In 2014, Democrats lost the US Senate and governor’s mansions in blue states such as Maryland and Illinois. In Minnesota, Democrats lost control of the state House, where Republicans won a 10-seat majority by flipping rural districts that had voted for Mitt Romney two years prior. But outside those conservative redoubts, Dayton and his allies won. Democrats kept control of all statewide offices. Every Democratic member of Congress won reelection, including Al Franken and Reps. Colin Peterson and Rick Nolan, who had been top Republican targets. And Dayton cruised to reelection.

Now Dayton is laying out a vision for further progressive changes. “This’ll be my last term,” he says. “I do not plan to run for anything else again.

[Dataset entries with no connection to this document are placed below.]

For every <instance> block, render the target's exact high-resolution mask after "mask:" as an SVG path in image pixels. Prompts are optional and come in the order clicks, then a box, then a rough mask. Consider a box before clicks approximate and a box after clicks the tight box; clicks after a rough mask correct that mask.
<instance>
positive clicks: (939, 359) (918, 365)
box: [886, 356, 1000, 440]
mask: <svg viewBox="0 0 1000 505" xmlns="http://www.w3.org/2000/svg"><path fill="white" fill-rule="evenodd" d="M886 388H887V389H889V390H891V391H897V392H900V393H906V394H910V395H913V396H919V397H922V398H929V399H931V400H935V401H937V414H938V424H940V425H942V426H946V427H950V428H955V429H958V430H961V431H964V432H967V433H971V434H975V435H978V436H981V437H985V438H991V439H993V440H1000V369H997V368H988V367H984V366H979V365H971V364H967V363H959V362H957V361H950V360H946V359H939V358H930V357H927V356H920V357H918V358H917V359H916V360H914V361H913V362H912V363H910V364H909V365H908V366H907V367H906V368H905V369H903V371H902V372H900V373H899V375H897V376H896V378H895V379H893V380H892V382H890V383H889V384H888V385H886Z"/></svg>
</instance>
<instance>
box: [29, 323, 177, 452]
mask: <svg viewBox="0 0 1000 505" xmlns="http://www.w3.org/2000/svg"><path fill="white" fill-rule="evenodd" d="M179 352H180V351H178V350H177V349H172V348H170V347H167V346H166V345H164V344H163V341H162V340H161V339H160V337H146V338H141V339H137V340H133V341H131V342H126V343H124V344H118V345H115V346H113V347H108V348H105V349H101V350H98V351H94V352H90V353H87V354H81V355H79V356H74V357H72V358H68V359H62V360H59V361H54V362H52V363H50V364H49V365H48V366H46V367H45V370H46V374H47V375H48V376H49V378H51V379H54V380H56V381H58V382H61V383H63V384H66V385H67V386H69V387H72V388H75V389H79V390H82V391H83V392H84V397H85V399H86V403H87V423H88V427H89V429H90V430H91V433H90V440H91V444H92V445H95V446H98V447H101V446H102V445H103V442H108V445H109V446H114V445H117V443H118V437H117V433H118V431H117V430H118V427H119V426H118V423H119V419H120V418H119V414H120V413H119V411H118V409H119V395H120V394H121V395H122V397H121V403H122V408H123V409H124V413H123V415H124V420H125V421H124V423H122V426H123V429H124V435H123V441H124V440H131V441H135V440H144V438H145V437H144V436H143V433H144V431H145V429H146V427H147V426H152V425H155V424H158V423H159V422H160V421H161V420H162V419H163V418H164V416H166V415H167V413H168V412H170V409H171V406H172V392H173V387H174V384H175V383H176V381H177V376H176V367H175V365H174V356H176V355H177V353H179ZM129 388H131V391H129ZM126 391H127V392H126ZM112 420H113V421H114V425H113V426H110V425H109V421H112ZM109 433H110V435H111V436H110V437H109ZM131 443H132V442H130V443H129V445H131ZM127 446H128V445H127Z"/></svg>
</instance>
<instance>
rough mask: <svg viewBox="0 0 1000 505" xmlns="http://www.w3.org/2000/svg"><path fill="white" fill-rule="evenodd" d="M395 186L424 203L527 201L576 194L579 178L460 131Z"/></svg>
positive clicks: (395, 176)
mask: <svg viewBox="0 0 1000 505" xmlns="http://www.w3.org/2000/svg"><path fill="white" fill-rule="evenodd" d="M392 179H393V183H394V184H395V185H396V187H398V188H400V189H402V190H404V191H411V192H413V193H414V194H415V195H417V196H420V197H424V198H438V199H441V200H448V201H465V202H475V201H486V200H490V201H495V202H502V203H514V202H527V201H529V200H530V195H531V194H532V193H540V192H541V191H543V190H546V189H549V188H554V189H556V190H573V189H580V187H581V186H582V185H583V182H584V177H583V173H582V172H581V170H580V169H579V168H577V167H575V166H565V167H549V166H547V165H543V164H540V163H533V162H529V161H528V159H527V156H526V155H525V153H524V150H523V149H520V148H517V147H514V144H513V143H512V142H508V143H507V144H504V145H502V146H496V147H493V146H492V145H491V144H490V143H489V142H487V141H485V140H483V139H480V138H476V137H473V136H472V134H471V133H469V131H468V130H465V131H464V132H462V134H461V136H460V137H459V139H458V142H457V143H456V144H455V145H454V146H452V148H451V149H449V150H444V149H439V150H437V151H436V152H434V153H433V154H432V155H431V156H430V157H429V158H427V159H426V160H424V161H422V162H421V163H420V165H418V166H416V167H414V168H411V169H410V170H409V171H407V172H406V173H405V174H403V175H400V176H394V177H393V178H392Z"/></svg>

I’m 68 years old now, and I have four more years in this job and I love the freedom it gives me.” Since his second stint as governor began last month, Dayton has proposed a $6 billion transportation infrastructure bill that would fix the state’s aging highway system while beefing up public transit. He has suggested using the state’s new surplus for child care tax credits for middle-class families. And just last week, DFL legislators introduced a bill to guarantee paid sick time for workers, a cause Dayton told progressive activists he supports. “Dayton may remain the most liberal governor in the country in terms of his willingness to raise taxes and to spend,” Jacobs says.

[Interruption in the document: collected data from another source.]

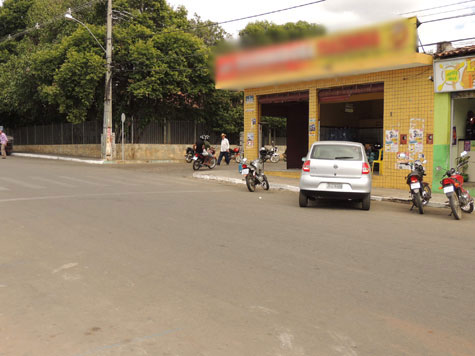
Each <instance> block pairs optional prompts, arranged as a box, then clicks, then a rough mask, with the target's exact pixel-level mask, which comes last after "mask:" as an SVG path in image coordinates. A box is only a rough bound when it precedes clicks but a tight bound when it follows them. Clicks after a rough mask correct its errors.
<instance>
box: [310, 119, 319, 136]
mask: <svg viewBox="0 0 475 356" xmlns="http://www.w3.org/2000/svg"><path fill="white" fill-rule="evenodd" d="M316 123H317V119H315V118H310V119H309V120H308V134H309V136H312V137H315V133H316Z"/></svg>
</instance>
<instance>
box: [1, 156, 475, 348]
mask: <svg viewBox="0 0 475 356" xmlns="http://www.w3.org/2000/svg"><path fill="white" fill-rule="evenodd" d="M0 169H1V171H2V174H1V177H0V206H1V209H2V213H1V231H2V232H1V234H0V249H1V254H0V355H1V356H7V355H8V356H20V355H34V356H36V355H39V356H42V355H48V356H53V355H64V356H86V355H87V356H106V355H107V356H109V355H133V356H135V355H170V356H178V355H180V356H188V355H189V356H196V355H207V356H208V355H209V356H215V355H229V356H234V355H236V356H237V355H239V356H241V355H259V356H267V355H269V356H271V355H272V356H305V355H308V356H313V355H317V356H319V355H322V356H327V355H329V356H333V355H335V356H357V355H385V356H391V355H395V356H396V355H398V356H399V355H431V356H438V355H440V356H447V355H464V356H468V355H475V308H474V300H475V282H474V281H475V278H474V272H475V236H474V232H473V231H474V227H475V215H474V214H472V215H464V219H463V220H461V221H455V220H454V219H453V217H449V216H448V214H449V210H447V209H436V208H427V209H426V213H425V214H424V215H422V216H421V215H419V214H417V213H416V212H415V211H413V212H410V211H409V206H408V205H405V204H395V203H386V202H372V206H371V210H370V211H369V212H365V211H361V210H360V209H359V206H358V205H356V204H355V205H352V204H351V203H346V202H340V203H337V204H334V203H328V202H322V203H318V204H317V205H313V206H311V207H310V208H307V209H301V208H299V207H298V203H297V194H296V193H292V192H282V191H272V190H271V191H267V192H264V191H262V190H259V191H257V192H255V193H250V192H248V191H247V189H246V187H245V186H243V185H227V184H222V183H213V182H206V181H202V180H195V179H192V178H191V175H192V168H191V165H185V164H166V165H165V164H163V165H149V166H147V165H137V166H136V165H126V166H90V165H84V164H78V163H66V162H57V161H47V160H39V159H36V160H35V159H25V158H18V157H15V158H9V159H7V160H5V161H2V162H0ZM217 169H224V168H223V167H219V168H217ZM271 184H272V180H271Z"/></svg>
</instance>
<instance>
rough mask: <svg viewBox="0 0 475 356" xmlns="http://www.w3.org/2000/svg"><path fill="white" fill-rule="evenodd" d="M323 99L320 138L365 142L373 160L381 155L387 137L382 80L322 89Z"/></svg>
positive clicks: (374, 159) (320, 106) (321, 140)
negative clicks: (384, 119) (346, 86)
mask: <svg viewBox="0 0 475 356" xmlns="http://www.w3.org/2000/svg"><path fill="white" fill-rule="evenodd" d="M319 103H320V122H319V123H320V135H319V136H320V137H319V139H320V141H326V140H330V141H353V142H361V143H362V144H363V145H365V146H366V147H367V153H368V159H369V160H370V163H371V162H372V161H373V160H376V159H378V158H381V157H380V150H381V149H382V144H383V139H384V137H383V124H384V119H383V117H384V87H383V84H382V83H376V84H365V85H359V86H357V85H354V86H348V87H341V88H336V89H325V90H321V91H320V92H319ZM375 166H376V165H375ZM379 168H380V167H379V165H377V166H376V167H375V169H376V171H377V172H378V171H379Z"/></svg>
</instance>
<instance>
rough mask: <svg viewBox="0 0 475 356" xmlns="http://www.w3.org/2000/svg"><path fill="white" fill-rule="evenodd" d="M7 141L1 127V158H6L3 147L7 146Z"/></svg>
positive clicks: (4, 134) (6, 138)
mask: <svg viewBox="0 0 475 356" xmlns="http://www.w3.org/2000/svg"><path fill="white" fill-rule="evenodd" d="M7 143H8V138H7V135H5V132H3V127H1V128H0V144H1V145H2V159H5V158H7V151H6V150H5V148H6V147H7Z"/></svg>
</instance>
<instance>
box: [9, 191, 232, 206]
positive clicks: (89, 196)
mask: <svg viewBox="0 0 475 356" xmlns="http://www.w3.org/2000/svg"><path fill="white" fill-rule="evenodd" d="M230 191H231V190H224V189H223V190H166V191H150V192H122V193H120V192H114V193H97V194H70V195H50V196H42V197H27V198H6V199H0V203H9V202H17V201H35V200H55V199H73V198H74V199H83V198H94V197H108V196H109V197H114V196H120V195H122V196H124V195H151V194H194V193H200V194H203V193H204V194H215V193H229V192H230Z"/></svg>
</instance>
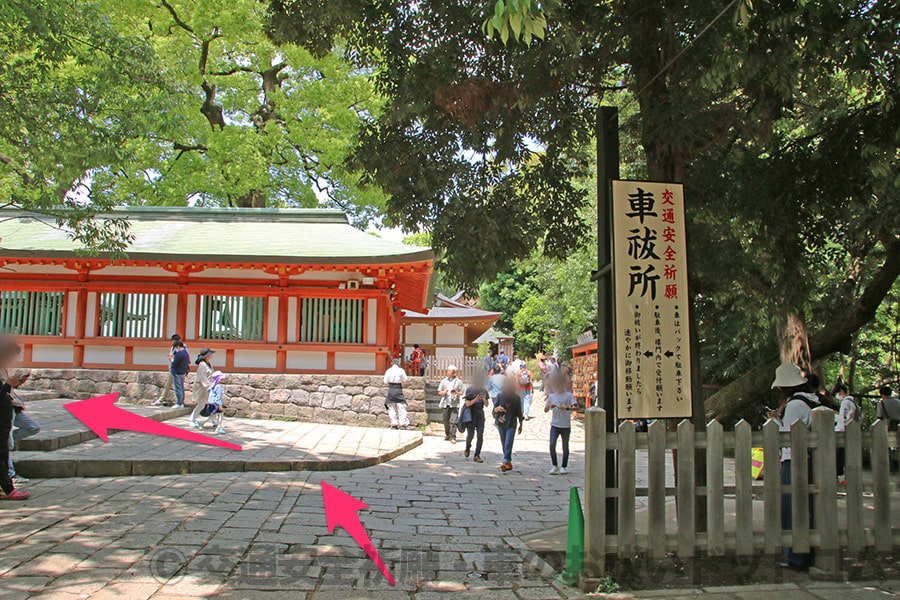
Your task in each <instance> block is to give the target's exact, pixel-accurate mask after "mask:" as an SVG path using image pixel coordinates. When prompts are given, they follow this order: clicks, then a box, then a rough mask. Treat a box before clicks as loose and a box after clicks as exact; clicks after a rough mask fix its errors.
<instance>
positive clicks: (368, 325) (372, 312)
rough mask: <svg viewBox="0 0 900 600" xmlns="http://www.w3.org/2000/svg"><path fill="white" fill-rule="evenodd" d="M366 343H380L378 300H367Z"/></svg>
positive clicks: (366, 313)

Without the state House, most of those goals are likely on hold for the moment. Dayton isn’t likely to duplicate the legislative success of the past two years, at least until 2016, when Democrats hope to regain full control of the Legislature. That was the point, however mangled, of Dayton’s speech in Eagan back in October: He can’t do it alone. Goalies can’t win games by themselves. “I needed a DFL House, a DFL Senate in order to get our agenda forward,” he told the crowd at the KFC. Without them, “the things that you’re celebrating here today like raising the minimum wage, all-day kindergarten, and early childhood education and tuition freezes” wouldn’t have happened. After his many years stuck in the net trying to deflect slapshots, Datyon wasn’t going to waste an opportunity like that.